Updated: Aug 23, 2023

Out of 1.27 million C-sections performed in US, 76000 to 229000 cases are reported of chronic pain following C-sections. This pain can lead to a number of problems including changes in bowel or bladder habits, pain with urination or bowel movements, pain with functional activities like sitting, walking, lifting, and even pain with sexual activity.

There can be a number of reasons for this chronic pain. It can be due to:

  1. Scar tissue from C-section scars, infections and keloid formations increase chances of scar pain or restrictions in mobility and cause delayed healing of scar tissue.

  2. There can also be abdominal adhesions causing chronic abdominal pain. It is estimated that 93% of abdominal surgeries result in abdominal adhesions. These chronic adhesions can also cause referred pain along with local pain meaning your C-section scar can be causing your low back pain or pelvic pain or hip pain depending on the direction and location of adhesions.

  3. There can be nerve dysfunction/ injury or an autonomic response after the surgery which can be leading to debilitating pain which is burning or sharp.

I have seen patients with varying degrees of adhesions and pain where some patients just feel some movement restrictions from the scar tissue whereas others are not able to sit or let any clothes touch their abdominal area due to pain. These limitations can interfere greatly with caring of the newborn and many times can be the reason for postpartum depression.

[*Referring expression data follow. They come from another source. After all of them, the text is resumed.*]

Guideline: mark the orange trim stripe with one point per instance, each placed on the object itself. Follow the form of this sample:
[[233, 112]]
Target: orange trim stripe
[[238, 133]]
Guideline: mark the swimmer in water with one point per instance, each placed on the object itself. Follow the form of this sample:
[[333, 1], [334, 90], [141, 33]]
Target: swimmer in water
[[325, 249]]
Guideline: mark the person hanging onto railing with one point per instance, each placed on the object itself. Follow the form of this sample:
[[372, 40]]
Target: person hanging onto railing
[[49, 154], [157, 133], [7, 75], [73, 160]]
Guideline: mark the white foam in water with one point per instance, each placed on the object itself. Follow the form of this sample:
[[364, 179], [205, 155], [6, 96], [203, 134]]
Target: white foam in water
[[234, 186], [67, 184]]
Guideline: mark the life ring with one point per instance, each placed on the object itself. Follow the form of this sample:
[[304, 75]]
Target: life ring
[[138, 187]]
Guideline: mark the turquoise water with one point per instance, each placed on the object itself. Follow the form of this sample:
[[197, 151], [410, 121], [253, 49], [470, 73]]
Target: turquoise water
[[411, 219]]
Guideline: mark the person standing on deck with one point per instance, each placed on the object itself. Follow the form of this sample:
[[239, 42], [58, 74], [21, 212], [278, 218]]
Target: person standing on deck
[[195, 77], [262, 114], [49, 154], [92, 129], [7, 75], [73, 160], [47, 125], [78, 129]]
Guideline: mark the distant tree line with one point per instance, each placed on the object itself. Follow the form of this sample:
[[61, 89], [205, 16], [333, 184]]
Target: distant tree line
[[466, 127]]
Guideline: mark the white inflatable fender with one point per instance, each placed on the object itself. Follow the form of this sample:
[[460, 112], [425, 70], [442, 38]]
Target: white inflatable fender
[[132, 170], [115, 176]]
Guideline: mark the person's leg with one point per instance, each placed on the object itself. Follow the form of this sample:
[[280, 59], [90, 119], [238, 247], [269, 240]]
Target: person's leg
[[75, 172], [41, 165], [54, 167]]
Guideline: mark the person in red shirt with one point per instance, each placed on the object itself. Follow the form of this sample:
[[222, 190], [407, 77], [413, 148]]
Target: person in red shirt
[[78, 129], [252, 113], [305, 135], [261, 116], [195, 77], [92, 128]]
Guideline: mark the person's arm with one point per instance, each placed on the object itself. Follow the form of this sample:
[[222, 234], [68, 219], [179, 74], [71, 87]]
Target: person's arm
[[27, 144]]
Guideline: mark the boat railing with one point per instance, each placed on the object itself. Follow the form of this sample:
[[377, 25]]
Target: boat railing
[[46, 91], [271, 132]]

A lot of patients, unfortunately, don’t have enough resources to deal with these pain and other post-partum symptoms. Especially if the symptoms are mild in nature, they are most often neglected as “part of pregnancy/childbirth”.

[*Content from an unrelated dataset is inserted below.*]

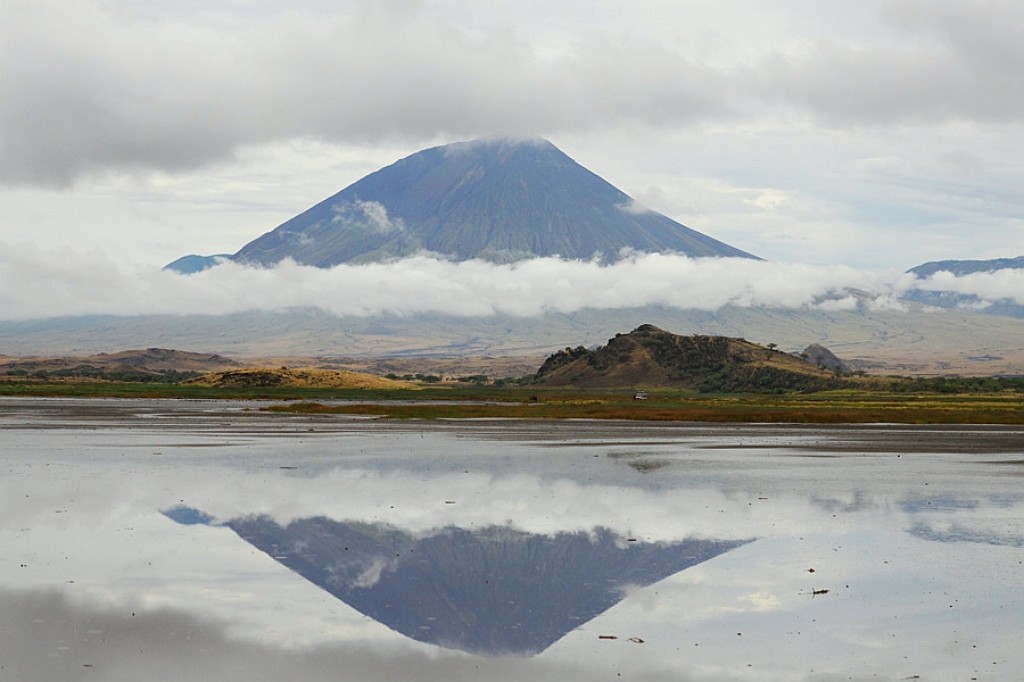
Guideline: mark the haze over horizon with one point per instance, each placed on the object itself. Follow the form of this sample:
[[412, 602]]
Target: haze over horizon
[[873, 137]]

Manual therapy by a skilled abdominal-pelvic health specialist has been shown to be the best treatment for all of the above pain, and symptoms. Remember that your pain can be arising from a number of things, it might not only be the C-section scar and so the best approach would be to look at the history, pain pattern and whole body mechanics to treat the source.

Laser has also been shown effective for improving scar tissue mobility and the cosmetic appearance of the scar.

Silicone Gel has been prescribed for improving scar appearance and pain. Stay tuned for my next blog where I cover the safety, benefits and side effects of silicone gel for C-section and other scars based on the most current evidence.

It is a common practice in European countries to be assessed by pelvic health physical therapists after vaginal delivery or C-section where all women are assessed for their over musculoskeletal health and problems like back pain, pelvic pain, incontinence, constipation, diastasis recti etc. I encourage all patients that I see during pregnancy to come for an evaluation after they are cleared by their ob-gyn usually after 4-6 weeks after delivery. It would be a disservice to leave women to heal on their own after their body has undergone such a huge change and lot a of times a major abdominal surgery as well!